No tuvo más remedio que seguirle. Podía llevarla a su casa y allí insistir en que era mejor que Hamid, pero estaba dispuesta a asumir la pérdida de tiempo. Caminaron calle abajo aunque no fueron hacia la playa. Milo se desvió por una calle a la derecha. Se detuvo delante de una casita pequeña, con los pilares desnudos y sin rematar con una segunda planta, como la mayoría. Le hizo una señal para que esperara y llamó a la puerta. Apareció otra escultura masculina jordana, un poco mayor. Milo señaló hacia ella y hablaron. El nombre que buscaba salió en la conversación tres veces. El dueño de la casa se retiró sin cerrar la puerta, y su compañero regresó a su lado.

– Johnny conoce Hamid -asintió.

– ¿Johnny?

– Bonito, ¿sí?

El tal Johnny salió de inmediato, abotonándose una camisa blanca llena de flores grabadas. Le tendió una mano grande y suave. Eran jóvenes amables y correctos. Su español era muy deficiente. En cambio se defendía bien en francés e italiano.

– Yo conozco a Hamid -le dijo.

Y le puso la mano con descaro frente al rostro frotando el dedo pulgar con el índice y el medio.

– Yo te pagaré sólo si es el Hamid que busco.

Lo consideró. Su sonrisa se hizo mayor.

– Oui, madetnoiselk -le hizo una reverencia.
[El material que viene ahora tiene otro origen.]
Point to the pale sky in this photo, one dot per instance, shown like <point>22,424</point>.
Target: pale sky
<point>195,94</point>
La colocaron en el centro. Milo a la izquierda y Johnny a la derecha. Tal vez no perdían la esperanza. Les tocó subir. Ellos parecían no sudar, pero Joa sí lo hizo. De vez en cuando hablaban y se reían. A su costa, claro. Se revistió de paciencia y se concentró en el camino, por si tenía que desandarlo sola. Casi diez minutos después llegaron a otra casita, tan humilde como la anterior. Milo y ella esperaron a una prudente distancia. Johnny fue el que se aproximó a la puerta y llamó. Por el quicio apareció una mujer. Mientras Johnny le hablaba miró hacia los que aguardaban fuera.

Joa tuvo suerte.

La mujer desapareció y en su lugar tomó el relevo Hamid.

Cuando Johnny le llevó hasta ella Joa cruzó los dedos a su espalda.

– Hamid -le palmeó la espalda Johnny al recién incorporado al grupo para presentárselo.

Ahora los tres jordanos sonreían felices.

– ¿Conoces a Hussein Maravi? -le preguntó mirándole fijamente a los ojos.

El chico congeló la sonrisa en sus labios y le devolvió la mirada.

Como si reconociera algo en ella.

– Yo no Hamid amigo Hussein. Él, otro Hamid.

A Joa se le detuvo el corazón entre dos latidos.

– ¿Sabes dónde puedo encontrarle?

– Sí.

– Llévame y habrá dinero para todos, ¿de acuerdo?

Les oyó hablar entre sí, discutir, como si ya se repartieran la propina. Eso fue todo.

Se reanudó la marcha por las calles de Aqaba, ahora con tres gigolós junto a ella. Amantes, como los había definido Resh.